Contudo, para os militares parece ser exatamente o contrário. Para começar, é um diplomata, portanto alguém que não gosta da guerra, o que para o pensamento castrense é como colocar “um médico para cuidar do necrotério”, segundo comentários de oficiais divulgados pela imprensa. Além disso, Amorim é considerado não apenas diplomata, mas de esquerda, como disse o analista político Mauricio Santoro em entrevista à IPS.

Santoro, da Fundação Getúlio Vargas, recordou que Amorim foi criticado como chanceler por sua defesa de uma política de relações com o Irã em assuntos nucleares, com fins pacíficos, e pela aproximação com governos latino-americanos com posições mais radicais e “antinorte-americanas”, como a do venezuelano Hugo Chávez. Tampouco agrada aos militares o fato de contar em seu currículo com passagens de “muito conflito com a ditadura militar brasileira” (1964-1985), em um país que ainda não curou essas feridas.

Celso Amorim teve de renunciar, em 1982, ao cargo de presidente da hoje extinta Empresa Brasileira de Cinema (Embrafilme) por ter autorizado fundos para produção do filme “Pra Frente Brasil”, do diretor Roberto Farias, que mostrou pela primeira vez abertamente o tema da repressão e das torturas cometidas pela ditadura.

No entanto, não é a primeira vez que um governo do Partido dos Trabalhadores nomeia um diplomata como ministro da Defesa. O primeiro foi José Viegas, no começo da presidência de Lula, que renunciou antes de cumprir o segundo ano no Ministério, depois que os militares publicaram comunicados justificando o golpe de Estado de 1964. “Os militares nunca gostaram de receber ordens de diplomatas”, destacou Santoro.

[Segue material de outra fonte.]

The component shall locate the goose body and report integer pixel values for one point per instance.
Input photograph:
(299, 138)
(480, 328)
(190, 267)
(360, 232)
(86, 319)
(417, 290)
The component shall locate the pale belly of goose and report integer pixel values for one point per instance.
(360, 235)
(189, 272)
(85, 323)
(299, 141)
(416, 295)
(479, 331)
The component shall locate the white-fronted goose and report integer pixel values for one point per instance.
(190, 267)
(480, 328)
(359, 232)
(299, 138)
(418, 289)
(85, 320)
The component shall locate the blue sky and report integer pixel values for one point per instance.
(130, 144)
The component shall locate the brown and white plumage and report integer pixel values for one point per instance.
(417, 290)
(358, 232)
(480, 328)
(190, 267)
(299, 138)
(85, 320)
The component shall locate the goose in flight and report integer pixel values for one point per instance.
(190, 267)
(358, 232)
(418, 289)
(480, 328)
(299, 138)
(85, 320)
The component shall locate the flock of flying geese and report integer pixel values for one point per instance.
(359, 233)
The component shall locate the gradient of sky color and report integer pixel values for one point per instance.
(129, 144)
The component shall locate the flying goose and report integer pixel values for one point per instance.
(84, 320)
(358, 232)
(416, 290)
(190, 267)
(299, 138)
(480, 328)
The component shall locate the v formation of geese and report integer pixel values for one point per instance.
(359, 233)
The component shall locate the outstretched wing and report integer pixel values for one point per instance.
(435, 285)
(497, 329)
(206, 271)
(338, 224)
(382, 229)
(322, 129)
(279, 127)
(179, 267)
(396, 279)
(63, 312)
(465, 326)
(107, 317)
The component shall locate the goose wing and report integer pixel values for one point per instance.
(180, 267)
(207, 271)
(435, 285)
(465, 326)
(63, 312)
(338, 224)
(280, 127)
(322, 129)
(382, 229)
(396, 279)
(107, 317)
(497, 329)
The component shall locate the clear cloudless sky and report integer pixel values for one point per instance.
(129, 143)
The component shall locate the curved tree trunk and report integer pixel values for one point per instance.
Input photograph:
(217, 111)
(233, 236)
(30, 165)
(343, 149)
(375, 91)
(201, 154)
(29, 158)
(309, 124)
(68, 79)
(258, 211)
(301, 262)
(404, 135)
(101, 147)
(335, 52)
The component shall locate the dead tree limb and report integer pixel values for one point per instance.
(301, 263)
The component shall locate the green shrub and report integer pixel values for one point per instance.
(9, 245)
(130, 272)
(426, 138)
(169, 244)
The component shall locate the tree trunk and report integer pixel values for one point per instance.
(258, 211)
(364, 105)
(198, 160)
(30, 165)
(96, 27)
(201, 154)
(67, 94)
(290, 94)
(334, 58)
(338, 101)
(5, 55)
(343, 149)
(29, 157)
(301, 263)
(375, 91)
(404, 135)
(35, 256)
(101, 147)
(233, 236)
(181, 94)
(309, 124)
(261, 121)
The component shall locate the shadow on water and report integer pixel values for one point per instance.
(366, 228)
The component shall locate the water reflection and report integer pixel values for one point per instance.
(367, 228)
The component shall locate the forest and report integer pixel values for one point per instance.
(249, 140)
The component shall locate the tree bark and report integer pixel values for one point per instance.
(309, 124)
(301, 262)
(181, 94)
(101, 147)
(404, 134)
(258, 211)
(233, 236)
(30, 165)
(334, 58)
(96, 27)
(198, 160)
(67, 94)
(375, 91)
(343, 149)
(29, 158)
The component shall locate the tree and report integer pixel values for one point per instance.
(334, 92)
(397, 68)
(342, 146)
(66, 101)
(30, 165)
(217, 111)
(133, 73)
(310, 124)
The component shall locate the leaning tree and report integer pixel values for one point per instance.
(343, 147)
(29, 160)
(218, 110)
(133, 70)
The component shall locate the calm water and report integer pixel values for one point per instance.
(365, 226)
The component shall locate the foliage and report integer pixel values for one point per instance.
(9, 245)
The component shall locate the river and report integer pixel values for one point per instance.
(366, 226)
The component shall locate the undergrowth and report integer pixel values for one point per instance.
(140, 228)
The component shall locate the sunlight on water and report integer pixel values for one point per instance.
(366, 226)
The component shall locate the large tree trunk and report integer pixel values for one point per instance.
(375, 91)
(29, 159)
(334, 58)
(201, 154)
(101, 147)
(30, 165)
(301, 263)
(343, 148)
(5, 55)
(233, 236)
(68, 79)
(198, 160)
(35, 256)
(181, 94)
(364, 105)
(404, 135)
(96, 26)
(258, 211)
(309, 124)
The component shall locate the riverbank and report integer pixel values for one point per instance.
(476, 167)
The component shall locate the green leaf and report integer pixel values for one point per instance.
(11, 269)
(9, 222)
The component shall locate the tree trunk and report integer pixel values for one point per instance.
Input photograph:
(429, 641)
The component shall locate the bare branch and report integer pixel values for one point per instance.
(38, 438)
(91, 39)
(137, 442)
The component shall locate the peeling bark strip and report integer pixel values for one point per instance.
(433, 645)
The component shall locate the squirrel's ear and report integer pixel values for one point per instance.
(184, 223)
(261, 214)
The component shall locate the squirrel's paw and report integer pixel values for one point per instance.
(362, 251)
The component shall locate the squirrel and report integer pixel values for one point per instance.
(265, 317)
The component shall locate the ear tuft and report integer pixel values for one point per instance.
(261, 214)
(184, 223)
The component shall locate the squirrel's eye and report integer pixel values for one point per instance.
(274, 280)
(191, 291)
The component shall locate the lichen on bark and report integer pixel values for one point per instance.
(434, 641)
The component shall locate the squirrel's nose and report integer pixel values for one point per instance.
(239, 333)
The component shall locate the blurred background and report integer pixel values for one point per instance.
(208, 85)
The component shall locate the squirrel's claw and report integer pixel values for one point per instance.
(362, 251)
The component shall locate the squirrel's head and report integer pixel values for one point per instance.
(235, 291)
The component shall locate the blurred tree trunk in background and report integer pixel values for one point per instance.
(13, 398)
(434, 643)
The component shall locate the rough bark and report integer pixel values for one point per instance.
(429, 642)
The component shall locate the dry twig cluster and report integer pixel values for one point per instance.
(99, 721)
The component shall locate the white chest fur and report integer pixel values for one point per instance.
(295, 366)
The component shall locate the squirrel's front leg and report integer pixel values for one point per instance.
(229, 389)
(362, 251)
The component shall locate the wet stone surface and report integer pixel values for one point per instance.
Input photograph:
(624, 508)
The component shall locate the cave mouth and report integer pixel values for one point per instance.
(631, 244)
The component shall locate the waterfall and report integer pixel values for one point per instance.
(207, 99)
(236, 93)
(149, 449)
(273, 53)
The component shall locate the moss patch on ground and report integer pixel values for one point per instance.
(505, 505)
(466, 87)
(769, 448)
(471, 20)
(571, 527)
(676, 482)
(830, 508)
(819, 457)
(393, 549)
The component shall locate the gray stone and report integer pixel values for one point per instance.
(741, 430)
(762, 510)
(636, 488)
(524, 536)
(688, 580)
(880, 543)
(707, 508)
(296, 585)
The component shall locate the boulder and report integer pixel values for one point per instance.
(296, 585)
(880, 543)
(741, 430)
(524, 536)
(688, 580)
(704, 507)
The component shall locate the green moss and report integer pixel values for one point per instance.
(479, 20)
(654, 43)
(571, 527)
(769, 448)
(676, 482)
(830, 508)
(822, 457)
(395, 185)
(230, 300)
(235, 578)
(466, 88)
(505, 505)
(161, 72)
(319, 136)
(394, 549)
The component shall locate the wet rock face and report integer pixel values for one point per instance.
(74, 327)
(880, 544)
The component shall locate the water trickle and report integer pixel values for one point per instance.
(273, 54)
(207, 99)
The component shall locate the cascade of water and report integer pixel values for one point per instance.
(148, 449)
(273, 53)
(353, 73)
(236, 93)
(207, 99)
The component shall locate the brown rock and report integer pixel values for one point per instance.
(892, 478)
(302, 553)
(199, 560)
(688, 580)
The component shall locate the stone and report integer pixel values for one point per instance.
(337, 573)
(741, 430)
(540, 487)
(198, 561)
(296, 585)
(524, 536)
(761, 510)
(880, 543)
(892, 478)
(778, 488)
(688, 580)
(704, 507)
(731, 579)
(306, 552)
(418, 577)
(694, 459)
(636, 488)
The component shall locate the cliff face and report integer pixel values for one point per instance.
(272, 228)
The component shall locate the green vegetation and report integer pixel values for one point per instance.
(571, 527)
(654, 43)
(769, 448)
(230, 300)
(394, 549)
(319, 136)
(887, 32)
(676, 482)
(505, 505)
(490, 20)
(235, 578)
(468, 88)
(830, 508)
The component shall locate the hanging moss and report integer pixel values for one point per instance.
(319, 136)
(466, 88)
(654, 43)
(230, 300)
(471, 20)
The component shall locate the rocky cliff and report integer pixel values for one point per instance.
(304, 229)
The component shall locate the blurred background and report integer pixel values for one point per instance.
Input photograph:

A pergunta é por que, então, Dilma escolheu para dirigir essa pasta alguém com o perfil de Amorim, que para os militares é quase uma “ficha criminal”. Uma entrevista publicada pela Agência Brasil dá uma primeira resposta nesse sentido. “A escolha de Celso Amorim consolida o poder civil sobre militares na democracia brasileira”, diz o artigo do analista político Creomar de Souza.

Amorim substitui Nelson Jobim, que permaneceu no cargo após a mudança de governo por recomendação do próprio Lula. Jobim foi obrigado a renunciar após expor publicamente que nas últimas eleições votou no adversário de Dilma, José Serra, do PSDB. A presidente também teria se irritado com a atitude de Jobim de questionar, em uma entrevista, a idoneidade de duas de suas principais colaboradoras: Ideli Salvatti, ministra de Relações Institucionais, e Gleisi Hoffmann, chefe da Casa Civil.

Nos bastidores houve outros mal-entendidos, como a insatisfação de Jobim com as reduções no orçamento para a área de defesa nacional. Primeiro civil encarregado da pasta da Defesa a agradar os militares, Jobim pertence a um setor de direita do Partido do Movimento Democrático Brasileiro (PMDB), aliado do Partido dos Trabalhadores (PT) no governo, e é um forte crítico de Celso Amorim por suas posições “antiamericanas (norte-americanas)”, segundo mensagens de Washington divulgadas pelo site Wikileaks.

Para o professor de relações internacionais Francisco Teixeira, da Universidade Federal do Rio de Janeiro, “os militares têm de se convencer de que o cargo de ministro da Defesa pertence à presidente eleita democraticamente e por ampla maioria. Nenhum ministro tem de agradar, ou não, os militares”, disse à IPS. Para Teixeira, a mudança na pasta da Defesa, como outras realizadas desde o começo de seu mandato em janeiro, obedece à estratégia de Dilma no que chama de “armar seu próprio governo”, em referência a um suposto afastamento da influência de Lula.

Sobre a escolha de Celso Amorim, em particular, Teixeira entende que prevaleceu a decisão de experiência que tem como negociador internacional, como no caso do acordo assinado com a França para construção de um submarino movido a energia nuclear. Esta bagagem seria importante também para contribuir, em seu novo cargo, para concretizar o velho sonho brasileiro de ter um lugar permanente no Conselho de Segurança da Organização das Nações Unidas (ONU).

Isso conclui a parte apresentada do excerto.